24: The electronic circuit according to claim 23, wherein said first and second data switches comprise a first multiplexer and a second multiplexer, respectively.

25: A computer processor having an electronic circuit according to claim 23 incorporated therein.

26: A security coprocessor integrated on a motherboard with a main microprocessor, the security coprocessor having an electronic circuit according to claim 23 incorporated therein.

27: A digital signal processor having an electronic circuit according to claim 23 incorporated therein.

28: An application specific integrated circuit having an electronic circuit according to claim 23 incorporated therein.

29: An electronic circuit for high-speed modulo multiplication, comprising:

a first data switch configured for sending output of a binary representation of a binary representation of a k-bit multiplicand, an N-conjugate of the multiplicand, a binary representation of the k-bit modulus, an inverse of the k-bit modulus, twice the binary representation of the k-bit modulus, twice the inverse, or binary zero, depending upon the state of first and second control signals

a (k+2) bit register for storing a running sum component;

a (k+2) bit register for storing a running carry component;

a second data switch connected to the running sum component register and configured to output the running sum component or the running sum component shifted left by one bit, depending upon the state of the control signal;

a third data switch connected to the running carry component register and configured to output the running carry component or the running carry component shifted left by one bit, depending upon the state of the control signal;

a (k+2)-bit carry save adder having first, second and third inputs connected to the outputs of the first, second and third data switches, respectively, the carry save adder having a first output connected to the running sum component register and a second output connected to the running carry component register; and

a 3-bit carry look ahead adder having a first input connected to the running sum component register and a second input connected to the running carry component register, the carry look ahead adder being configured to add the k+1, k, and k−1 bits of the registers, the carry look ahead adder having an output forming the first control signal to the first data switch.

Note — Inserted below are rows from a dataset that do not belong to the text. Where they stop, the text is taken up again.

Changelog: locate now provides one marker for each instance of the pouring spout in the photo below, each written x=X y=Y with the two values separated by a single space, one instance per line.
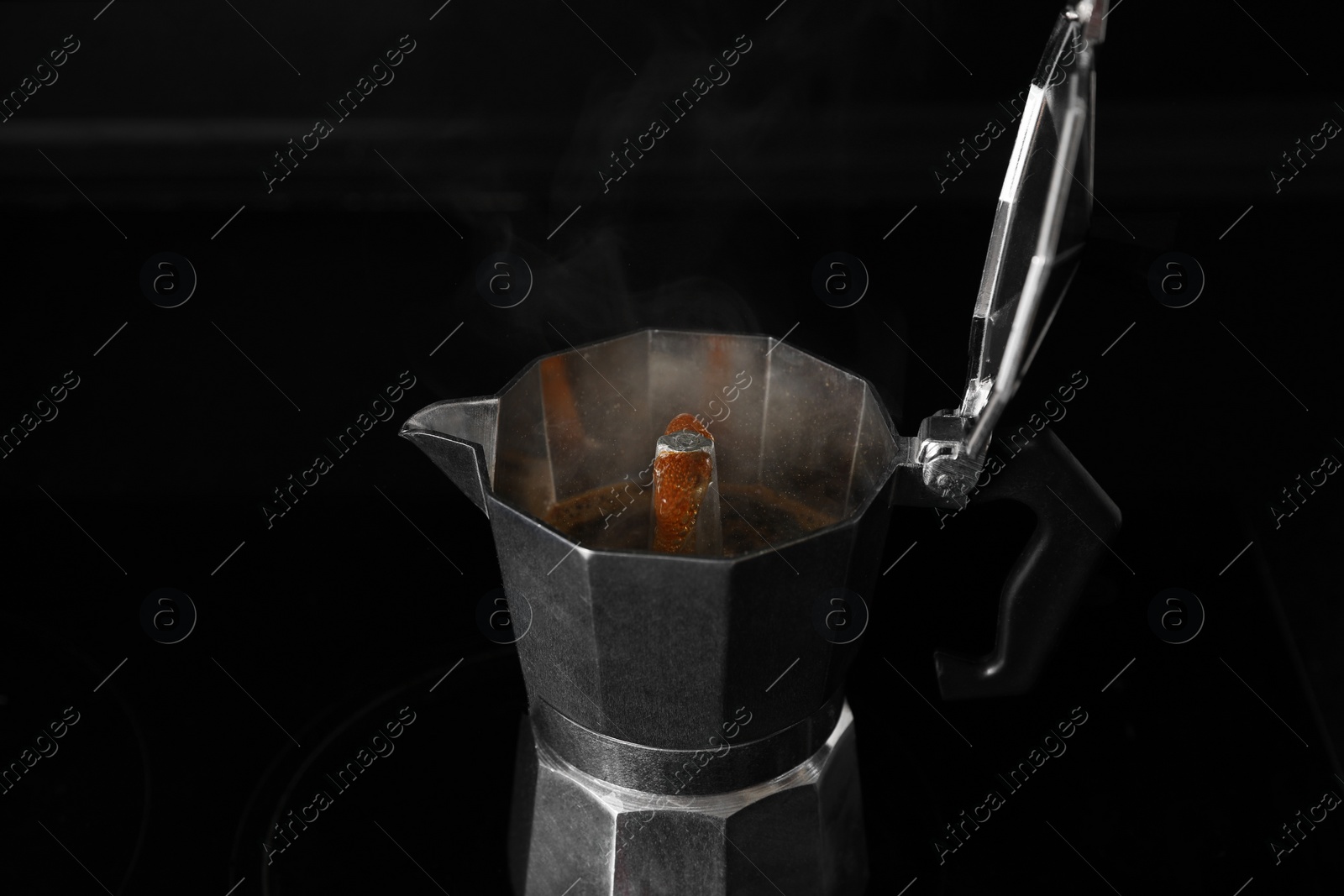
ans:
x=459 y=437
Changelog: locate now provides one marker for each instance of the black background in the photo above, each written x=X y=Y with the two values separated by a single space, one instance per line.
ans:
x=318 y=296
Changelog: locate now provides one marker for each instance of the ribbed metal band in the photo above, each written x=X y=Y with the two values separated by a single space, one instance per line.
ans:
x=717 y=768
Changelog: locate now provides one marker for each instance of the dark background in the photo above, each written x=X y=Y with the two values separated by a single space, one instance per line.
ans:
x=356 y=602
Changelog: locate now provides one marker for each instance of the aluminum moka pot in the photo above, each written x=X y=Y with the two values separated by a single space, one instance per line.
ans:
x=687 y=730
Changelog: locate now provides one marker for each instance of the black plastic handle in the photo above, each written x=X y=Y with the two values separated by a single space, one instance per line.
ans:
x=1074 y=520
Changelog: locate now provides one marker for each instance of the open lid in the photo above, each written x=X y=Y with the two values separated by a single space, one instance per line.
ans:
x=1039 y=228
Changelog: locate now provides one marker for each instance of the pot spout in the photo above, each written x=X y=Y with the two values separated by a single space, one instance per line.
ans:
x=459 y=437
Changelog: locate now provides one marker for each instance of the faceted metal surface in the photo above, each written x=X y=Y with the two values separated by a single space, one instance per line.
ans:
x=651 y=647
x=797 y=833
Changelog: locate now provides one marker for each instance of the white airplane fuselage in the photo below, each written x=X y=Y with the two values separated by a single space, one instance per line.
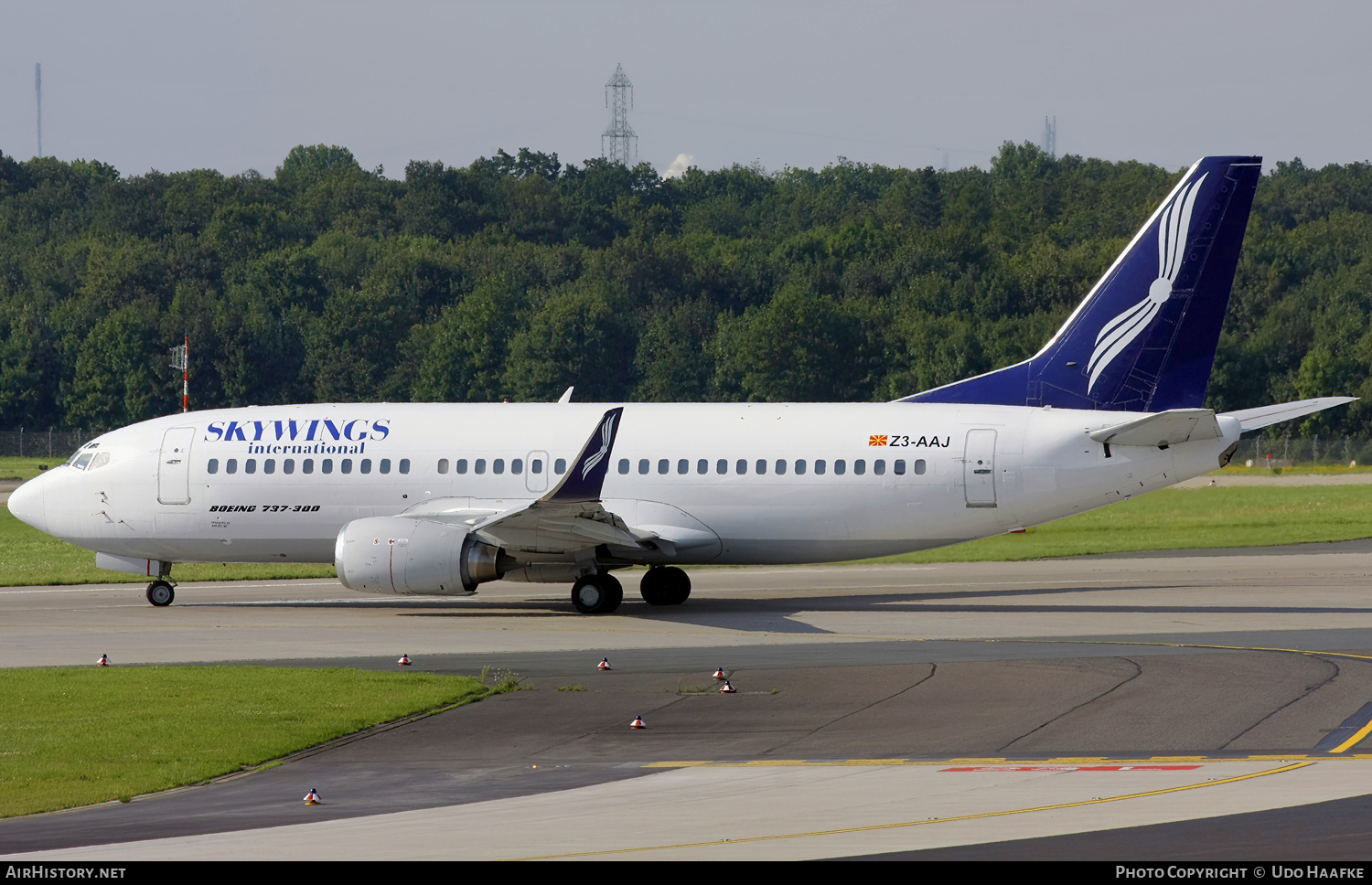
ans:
x=726 y=484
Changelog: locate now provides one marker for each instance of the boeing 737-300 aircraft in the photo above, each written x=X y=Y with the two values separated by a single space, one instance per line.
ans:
x=435 y=498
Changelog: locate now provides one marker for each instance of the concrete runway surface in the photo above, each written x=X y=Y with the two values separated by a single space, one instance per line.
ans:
x=1187 y=706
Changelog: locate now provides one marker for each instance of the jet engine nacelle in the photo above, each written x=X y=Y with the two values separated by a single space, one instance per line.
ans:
x=413 y=556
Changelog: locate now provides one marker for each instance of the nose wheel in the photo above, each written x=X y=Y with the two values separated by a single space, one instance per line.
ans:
x=161 y=593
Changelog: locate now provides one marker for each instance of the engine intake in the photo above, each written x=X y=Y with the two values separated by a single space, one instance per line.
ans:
x=413 y=556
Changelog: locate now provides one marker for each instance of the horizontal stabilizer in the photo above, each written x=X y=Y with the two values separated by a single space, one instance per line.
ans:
x=1253 y=419
x=1165 y=428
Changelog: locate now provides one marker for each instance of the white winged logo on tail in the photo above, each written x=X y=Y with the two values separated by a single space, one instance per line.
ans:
x=1174 y=233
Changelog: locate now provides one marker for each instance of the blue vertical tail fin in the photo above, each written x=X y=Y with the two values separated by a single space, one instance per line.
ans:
x=1144 y=336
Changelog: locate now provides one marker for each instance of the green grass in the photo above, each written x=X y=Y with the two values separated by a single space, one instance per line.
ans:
x=1176 y=519
x=74 y=737
x=1169 y=519
x=14 y=468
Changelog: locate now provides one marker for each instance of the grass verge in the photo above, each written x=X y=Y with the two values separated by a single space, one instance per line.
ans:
x=76 y=737
x=1177 y=519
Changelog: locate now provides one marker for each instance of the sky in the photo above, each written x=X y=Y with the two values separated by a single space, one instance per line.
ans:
x=235 y=85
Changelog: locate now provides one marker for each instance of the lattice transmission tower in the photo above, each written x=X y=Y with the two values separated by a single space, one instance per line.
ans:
x=623 y=140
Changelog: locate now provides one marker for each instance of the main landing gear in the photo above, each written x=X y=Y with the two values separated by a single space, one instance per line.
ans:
x=601 y=594
x=162 y=591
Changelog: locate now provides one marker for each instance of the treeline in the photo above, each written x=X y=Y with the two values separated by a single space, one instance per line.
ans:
x=519 y=276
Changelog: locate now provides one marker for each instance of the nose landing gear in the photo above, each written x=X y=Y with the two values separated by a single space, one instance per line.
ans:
x=161 y=592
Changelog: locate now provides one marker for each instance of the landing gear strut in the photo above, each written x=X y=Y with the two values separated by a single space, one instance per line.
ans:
x=162 y=591
x=664 y=586
x=597 y=594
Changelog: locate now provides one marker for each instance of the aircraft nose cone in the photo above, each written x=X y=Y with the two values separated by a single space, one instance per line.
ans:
x=27 y=504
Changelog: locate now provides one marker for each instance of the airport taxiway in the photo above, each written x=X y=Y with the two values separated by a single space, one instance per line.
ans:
x=1141 y=706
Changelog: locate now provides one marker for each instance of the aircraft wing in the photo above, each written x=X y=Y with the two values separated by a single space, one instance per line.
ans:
x=570 y=517
x=1253 y=419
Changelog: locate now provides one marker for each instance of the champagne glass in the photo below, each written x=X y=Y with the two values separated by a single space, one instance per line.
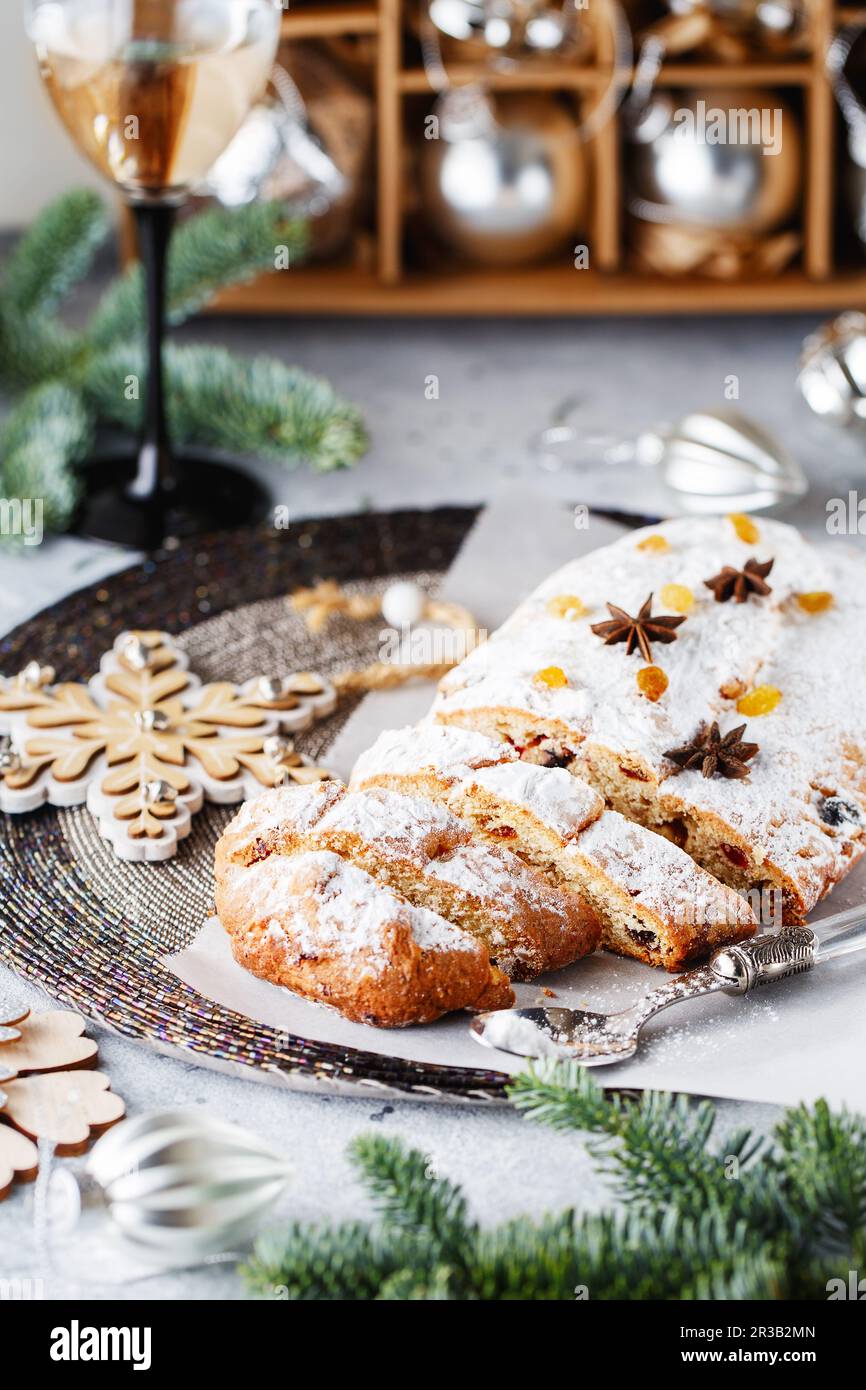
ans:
x=152 y=92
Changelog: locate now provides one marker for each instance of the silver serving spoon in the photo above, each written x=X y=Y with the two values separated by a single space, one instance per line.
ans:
x=601 y=1039
x=711 y=460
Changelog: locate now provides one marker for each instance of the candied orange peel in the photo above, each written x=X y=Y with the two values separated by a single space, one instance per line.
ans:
x=566 y=606
x=551 y=676
x=761 y=701
x=676 y=597
x=652 y=681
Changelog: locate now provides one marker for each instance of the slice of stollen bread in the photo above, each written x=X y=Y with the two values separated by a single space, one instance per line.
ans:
x=330 y=931
x=427 y=854
x=654 y=902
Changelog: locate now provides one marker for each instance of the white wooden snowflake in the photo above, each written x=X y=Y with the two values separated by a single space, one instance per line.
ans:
x=143 y=742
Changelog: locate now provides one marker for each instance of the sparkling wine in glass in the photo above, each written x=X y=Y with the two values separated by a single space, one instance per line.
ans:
x=152 y=92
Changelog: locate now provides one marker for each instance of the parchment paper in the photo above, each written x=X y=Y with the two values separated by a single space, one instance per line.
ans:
x=791 y=1041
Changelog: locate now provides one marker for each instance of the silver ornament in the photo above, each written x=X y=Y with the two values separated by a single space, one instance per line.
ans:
x=277 y=157
x=10 y=761
x=503 y=186
x=508 y=27
x=833 y=370
x=152 y=720
x=177 y=1184
x=135 y=652
x=709 y=460
x=35 y=676
x=719 y=460
x=271 y=687
x=680 y=175
x=156 y=792
x=278 y=748
x=770 y=17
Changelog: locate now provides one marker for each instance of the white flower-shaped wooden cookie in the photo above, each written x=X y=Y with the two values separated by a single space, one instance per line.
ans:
x=143 y=742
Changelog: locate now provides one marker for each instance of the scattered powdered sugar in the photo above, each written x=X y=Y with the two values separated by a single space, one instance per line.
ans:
x=293 y=808
x=402 y=824
x=658 y=875
x=512 y=1033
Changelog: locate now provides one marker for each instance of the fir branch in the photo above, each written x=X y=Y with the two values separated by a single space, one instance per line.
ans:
x=790 y=1214
x=45 y=437
x=662 y=1143
x=823 y=1158
x=207 y=253
x=412 y=1200
x=328 y=1262
x=241 y=406
x=54 y=255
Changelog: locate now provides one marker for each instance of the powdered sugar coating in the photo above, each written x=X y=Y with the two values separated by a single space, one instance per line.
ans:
x=655 y=873
x=293 y=808
x=813 y=744
x=396 y=824
x=317 y=904
x=562 y=802
x=446 y=752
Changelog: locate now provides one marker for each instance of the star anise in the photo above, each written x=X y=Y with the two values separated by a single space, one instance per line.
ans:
x=637 y=631
x=715 y=754
x=738 y=584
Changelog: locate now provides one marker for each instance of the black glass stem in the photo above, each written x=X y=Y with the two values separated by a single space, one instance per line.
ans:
x=154 y=478
x=157 y=494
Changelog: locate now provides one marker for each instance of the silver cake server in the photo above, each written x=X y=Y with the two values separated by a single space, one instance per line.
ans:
x=709 y=460
x=601 y=1039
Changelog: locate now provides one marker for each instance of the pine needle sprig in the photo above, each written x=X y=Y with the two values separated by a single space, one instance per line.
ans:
x=335 y=1262
x=253 y=407
x=250 y=406
x=43 y=438
x=763 y=1219
x=210 y=250
x=54 y=255
x=410 y=1197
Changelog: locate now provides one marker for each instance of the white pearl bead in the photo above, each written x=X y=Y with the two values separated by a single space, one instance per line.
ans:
x=402 y=603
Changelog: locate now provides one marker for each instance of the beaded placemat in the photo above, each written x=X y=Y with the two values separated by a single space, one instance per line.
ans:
x=91 y=929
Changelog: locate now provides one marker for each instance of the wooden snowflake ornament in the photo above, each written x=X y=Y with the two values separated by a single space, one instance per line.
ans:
x=143 y=742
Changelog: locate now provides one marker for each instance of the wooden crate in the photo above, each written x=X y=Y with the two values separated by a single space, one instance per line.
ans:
x=387 y=282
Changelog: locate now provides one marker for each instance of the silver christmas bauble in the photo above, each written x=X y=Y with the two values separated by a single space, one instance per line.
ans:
x=516 y=28
x=770 y=17
x=833 y=370
x=509 y=192
x=727 y=159
x=178 y=1184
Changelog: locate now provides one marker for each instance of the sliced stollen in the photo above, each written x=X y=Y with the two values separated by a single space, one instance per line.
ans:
x=427 y=758
x=780 y=652
x=331 y=933
x=428 y=855
x=654 y=902
x=274 y=820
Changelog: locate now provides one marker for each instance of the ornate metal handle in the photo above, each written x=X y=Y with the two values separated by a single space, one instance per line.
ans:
x=769 y=958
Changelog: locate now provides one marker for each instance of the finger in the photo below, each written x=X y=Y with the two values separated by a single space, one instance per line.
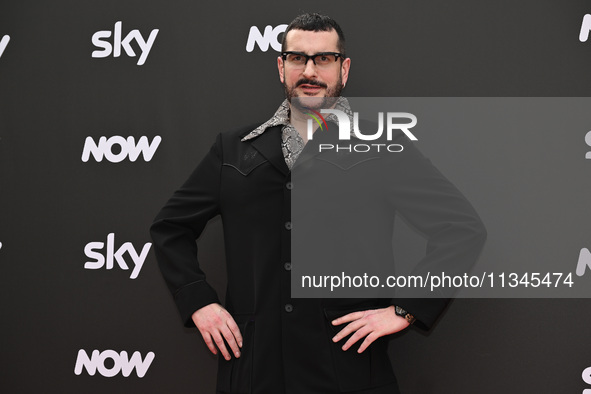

30: The electronic circuit according to claim 30, wherein said first, second and third data switches comprise first, second, and third multiplexers, respectively.

31: A computer processor having an electronic circuit according to claim 30 incorporated therein.

32: A security coprocessor integrated on a motherboard with a main microprocessor, the security coprocessor having an electronic circuit according to claim 30 incorporated therein.

33: A digital signal processor having an electronic circuit according to claim 30 incorporated therein.

34: An application specific integrated circuit having an electronic circuit according to claim 30 incorporated therein.